Dissertation - Restricted

Degree Name

Doctor of Philosophy (PhD)



First Advisor

Tagatz, Glenn E.

Second Advisor

Martin, Thomas A.

Third Advisor

Dupuis, A.


The purpose of the present study was to determine the effect of arousal on verbal learning and subsequent memory retention at short and long retention intervals. This research attempted to delineate the issues of the model of arousal employed, the learning paradigm used, and the type of verbal material used to study verbal learning against a background of growing debate about the level of bodily arousal (activation) necessary for optimal learning (performance) in the classroom. The present study attempted to extend the generalizability of Hebb's inverted U function of arousal while providing detracting evidence for Walker's Action Decrement Hypothesis. The subjects were 45 adults ages 18 to 54. The subjects were divided into three levels of arousal, high, moderate, and low contingent upon their composite scores on the Activation-Deactiviation Adjective Check List and Eysenck's Personality Inventory, self-report inventories highly correlated with physiological arousal.

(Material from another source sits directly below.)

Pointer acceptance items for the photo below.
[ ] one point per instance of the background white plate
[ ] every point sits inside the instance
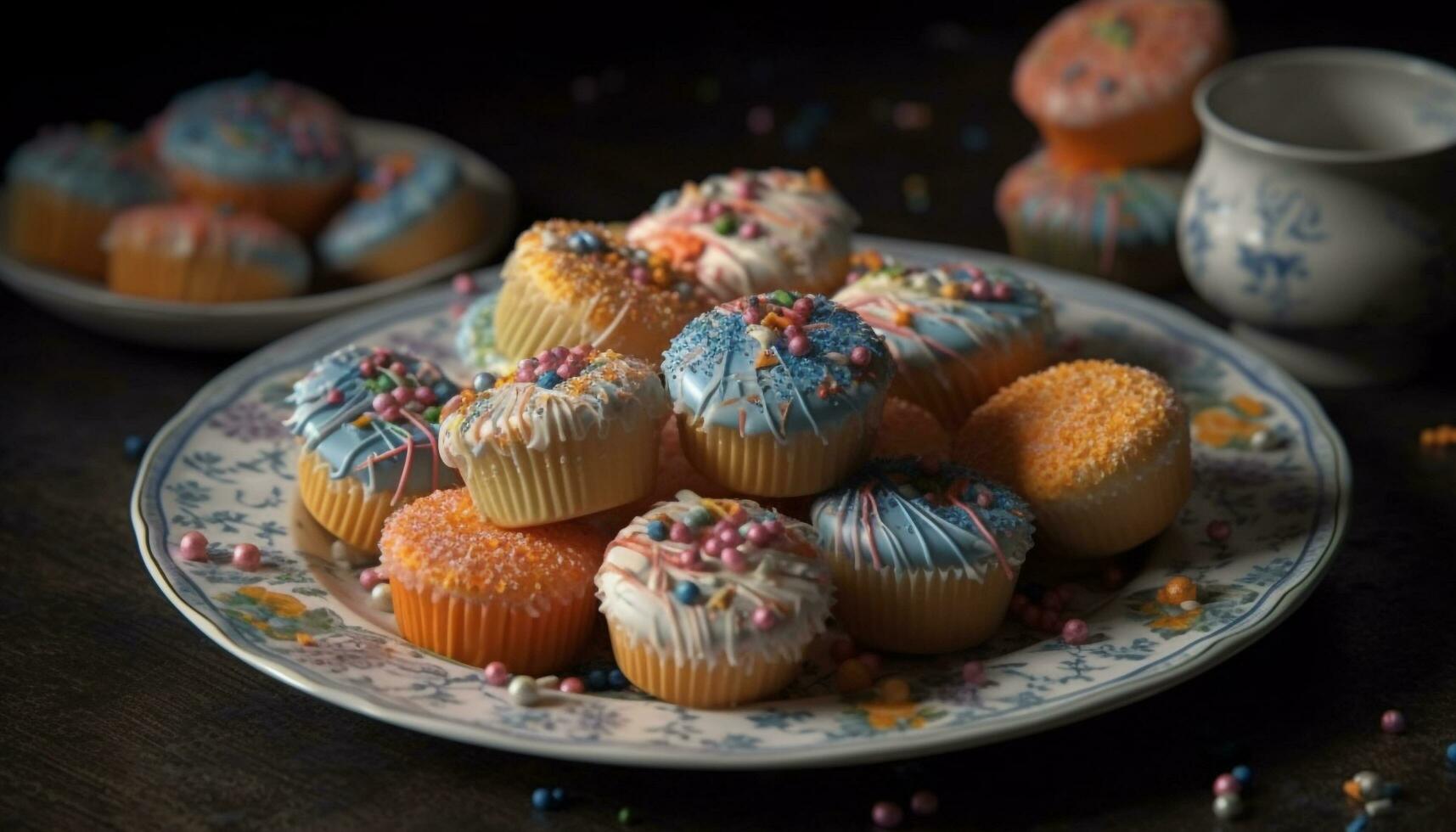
(1260, 531)
(255, 323)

The subjects were required to learn a list of 30 semantic verbal stimuli. The dependent variable was the number of semantic stimuli correctly recognized immediately after the learning trial and after 24 hours (long term memory). The design employed a 2 (retention interval length) x 3 (arousal level) factorial analysis. Linear and quadratic trend analyses evaluated the shape variation of the main effect of arousal level over long and short-term retention intervals. The main effect of arousal level was significant (p<.05) as predicted. However, the high arousal group demonstrated superior performance over both the moderate and low arousal groups. It was predicted that the moderate arousal group would demonstrate superior performance. The linear and quadratic trend analyses revealed a significant (p<.05) linear component and a non-significant curvilinear component of the main effect of arousal thus detracting from the predicted curvilinear or inverted U curve describing the relationship between arousal and learning/memory. A test of the main effect of retention interval was not significant as predicted. A test of the interaction between arousal level and retention interval was not significant. Thus Walker's Action Decrement Theory was not supported as it predicted an interaction between interval length and arousal. It was concluded that more than any other factor, the operational definition of arousal accounted for the variance and conflicting results in arousal, learning/memory studies.